Reputation: 163
If I have multithread application and my own thread that control CUDA device and schedule kernels to different streams I can achieve very high GPU usage also on devices prior to Kepler-2 (GK110) famaly like Fermi and Kepler-1 (GK104).
So I don't see good reason aspire to more expensive cards.
flowing my test example and profiling on Fermi card:
void ut_concurent_kernels()
{
int i,j;
cudaEvent_t kernelEvent;
cudaStream_t work_stream[14];
for (i = 0; i < 14;i++)
{
cudaStreamCreate( &work_stream[i]);
}
cudaEventCreateWithFlags(&kernelEvent, cudaEventDisableTiming);
for (j = 0; j < 2;j++)
{
for (i = 0; i < 14;i++)
{
if (i == 13)
{
checkCudaErrors(cudaEventRecord(kernelEvent, work_stream[i]));
}
Kernel_Work<<<1,256,0,work_stream[i]>>>(100000);
}
checkCudaErrors(cudaStreamWaitEvent(work_stream[i-1], kernelEvent,0));
}
cudaDeviceSynchronize();
for (i = 0; i < 14;i++)
{
cudaStreamDestroy(work_stream[i]);
}
cudaEventDestroy(kernelEvent);
}
Upvotes: 0
Views: 1317
Reputation: 151849
I believe the most programmer-visible manifestation of Hyper-Q is a linux feature called CUDA Multi-Process-Server (MPS).
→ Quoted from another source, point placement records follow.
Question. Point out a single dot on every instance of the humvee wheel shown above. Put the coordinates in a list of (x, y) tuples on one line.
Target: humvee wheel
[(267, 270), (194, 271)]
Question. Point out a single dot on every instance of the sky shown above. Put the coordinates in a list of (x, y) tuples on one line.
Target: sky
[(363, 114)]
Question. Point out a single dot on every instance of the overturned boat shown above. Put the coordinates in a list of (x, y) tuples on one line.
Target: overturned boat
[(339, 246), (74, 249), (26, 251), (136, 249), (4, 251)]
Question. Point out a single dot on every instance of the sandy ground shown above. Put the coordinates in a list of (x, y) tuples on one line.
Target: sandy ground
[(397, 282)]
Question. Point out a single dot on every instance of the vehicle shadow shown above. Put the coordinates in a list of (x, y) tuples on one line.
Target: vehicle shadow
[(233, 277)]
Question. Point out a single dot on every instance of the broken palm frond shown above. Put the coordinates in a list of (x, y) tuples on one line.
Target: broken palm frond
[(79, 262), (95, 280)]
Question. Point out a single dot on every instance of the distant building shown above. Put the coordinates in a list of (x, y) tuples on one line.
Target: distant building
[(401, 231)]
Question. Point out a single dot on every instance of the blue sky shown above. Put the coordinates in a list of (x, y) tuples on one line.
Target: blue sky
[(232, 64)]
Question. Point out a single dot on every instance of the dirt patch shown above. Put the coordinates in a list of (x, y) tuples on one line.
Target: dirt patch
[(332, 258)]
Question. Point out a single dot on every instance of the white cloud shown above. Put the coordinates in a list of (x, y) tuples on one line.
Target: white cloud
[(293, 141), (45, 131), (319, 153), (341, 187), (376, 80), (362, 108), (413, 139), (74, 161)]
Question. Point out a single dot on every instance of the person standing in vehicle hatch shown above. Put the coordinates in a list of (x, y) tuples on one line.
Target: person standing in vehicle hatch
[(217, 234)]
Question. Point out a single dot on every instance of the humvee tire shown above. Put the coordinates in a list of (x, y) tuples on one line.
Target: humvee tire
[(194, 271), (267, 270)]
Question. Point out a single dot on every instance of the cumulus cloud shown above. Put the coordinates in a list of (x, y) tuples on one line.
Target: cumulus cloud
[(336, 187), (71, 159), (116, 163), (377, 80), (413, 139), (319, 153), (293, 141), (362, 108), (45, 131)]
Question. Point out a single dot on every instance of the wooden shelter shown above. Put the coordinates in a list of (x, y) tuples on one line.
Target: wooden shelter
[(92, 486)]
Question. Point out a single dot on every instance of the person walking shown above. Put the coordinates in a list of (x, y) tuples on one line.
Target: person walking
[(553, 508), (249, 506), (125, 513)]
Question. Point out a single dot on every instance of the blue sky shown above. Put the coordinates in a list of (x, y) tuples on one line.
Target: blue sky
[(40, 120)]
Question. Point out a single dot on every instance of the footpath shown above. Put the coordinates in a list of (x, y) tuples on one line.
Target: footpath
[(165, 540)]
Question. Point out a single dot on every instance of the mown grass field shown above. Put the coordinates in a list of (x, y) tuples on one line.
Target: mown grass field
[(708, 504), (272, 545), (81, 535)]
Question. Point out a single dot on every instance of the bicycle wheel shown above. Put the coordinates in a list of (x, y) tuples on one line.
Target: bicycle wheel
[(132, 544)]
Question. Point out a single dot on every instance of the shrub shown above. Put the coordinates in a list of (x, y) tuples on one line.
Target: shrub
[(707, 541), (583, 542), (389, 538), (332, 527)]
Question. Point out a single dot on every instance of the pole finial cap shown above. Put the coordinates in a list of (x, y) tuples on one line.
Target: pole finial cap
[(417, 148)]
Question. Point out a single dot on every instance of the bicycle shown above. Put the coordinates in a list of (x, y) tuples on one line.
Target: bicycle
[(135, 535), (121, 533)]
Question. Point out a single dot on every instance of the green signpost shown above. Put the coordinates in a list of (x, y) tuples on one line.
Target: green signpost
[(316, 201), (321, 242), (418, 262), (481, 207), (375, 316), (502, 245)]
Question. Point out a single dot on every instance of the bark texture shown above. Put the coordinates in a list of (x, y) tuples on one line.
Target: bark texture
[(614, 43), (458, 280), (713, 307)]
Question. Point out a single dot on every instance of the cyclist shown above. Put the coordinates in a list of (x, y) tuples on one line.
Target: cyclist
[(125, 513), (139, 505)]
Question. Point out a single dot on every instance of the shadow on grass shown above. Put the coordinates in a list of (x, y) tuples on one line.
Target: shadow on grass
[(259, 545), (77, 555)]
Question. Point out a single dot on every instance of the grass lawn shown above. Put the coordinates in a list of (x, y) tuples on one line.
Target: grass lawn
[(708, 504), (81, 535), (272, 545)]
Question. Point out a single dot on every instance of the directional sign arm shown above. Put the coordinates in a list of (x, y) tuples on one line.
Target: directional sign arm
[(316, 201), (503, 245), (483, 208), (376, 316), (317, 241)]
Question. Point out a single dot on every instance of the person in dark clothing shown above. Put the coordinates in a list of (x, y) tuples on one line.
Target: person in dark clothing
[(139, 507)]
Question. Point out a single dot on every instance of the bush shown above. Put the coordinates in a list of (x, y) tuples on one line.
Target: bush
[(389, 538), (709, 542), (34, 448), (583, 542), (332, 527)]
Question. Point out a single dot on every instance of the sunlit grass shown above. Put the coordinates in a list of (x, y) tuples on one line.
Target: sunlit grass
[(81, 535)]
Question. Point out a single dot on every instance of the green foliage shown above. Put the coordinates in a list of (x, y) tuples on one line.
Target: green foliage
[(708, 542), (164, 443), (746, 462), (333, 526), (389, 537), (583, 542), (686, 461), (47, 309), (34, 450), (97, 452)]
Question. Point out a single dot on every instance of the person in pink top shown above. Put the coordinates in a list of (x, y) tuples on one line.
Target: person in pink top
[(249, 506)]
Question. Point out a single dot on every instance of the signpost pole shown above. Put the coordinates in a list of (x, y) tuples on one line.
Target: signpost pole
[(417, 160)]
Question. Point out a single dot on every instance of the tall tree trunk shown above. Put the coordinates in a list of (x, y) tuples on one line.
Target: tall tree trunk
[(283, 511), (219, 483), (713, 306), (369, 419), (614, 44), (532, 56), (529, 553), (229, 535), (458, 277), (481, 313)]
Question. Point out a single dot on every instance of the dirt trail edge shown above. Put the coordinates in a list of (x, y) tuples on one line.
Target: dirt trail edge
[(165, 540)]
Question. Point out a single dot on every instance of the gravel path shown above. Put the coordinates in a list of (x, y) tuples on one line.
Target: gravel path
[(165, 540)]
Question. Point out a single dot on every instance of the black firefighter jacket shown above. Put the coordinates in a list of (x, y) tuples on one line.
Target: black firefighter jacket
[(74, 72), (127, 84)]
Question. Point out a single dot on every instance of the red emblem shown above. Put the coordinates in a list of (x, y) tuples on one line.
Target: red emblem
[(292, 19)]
The principal use-case for CUDA MPS (on top of Hyper-Q) at this time is to enable MPI cluster compute jobs to share GPUs amongst several MPI ranks, for MPI ranks executing on the same node, as discussed here. In this case, multiple MPI ranks normally operate out of independent CPU processes (as opposed to threads) and CUDA MPS/Hyper-Q provides a convenient sharing mechanism.
As already noted, Hyper-Q is a hardware feature that is available in cc3.5 devices, but not in cc 1.x - 3.0 devices. In the context of a single application process, whether single- or multi-threaded, I know of no advantages or compelling use cases that CUDA MPS(on top of Hyper-Q) provides over managing multiple concurrent execution yourself.
With respect to managing multiple concurrent execution yourself, Hyper-Q will (transparently) provide benefits to the programmer as described by @Greg Smith in his comments below. There are no specific requirements to take advantage of it in a cc3.5 device, and conceptually, the user will manage concurrent execution using the same overall methodology, but may experience improved concurrency, or the ability to achieve improved concurrency, in a cc3.5 device, due to the hardware advances in Hyper-Q. As Greg suggests and OP has demonstrated, it is still possible to achieve concurrency in pre-cc3.5 devices, but the opportunities to do so may be more limited, or may require less than obvious programming techniques. To get a more detailed view of these issues, refer to slides 15-22 here
Upvotes: 2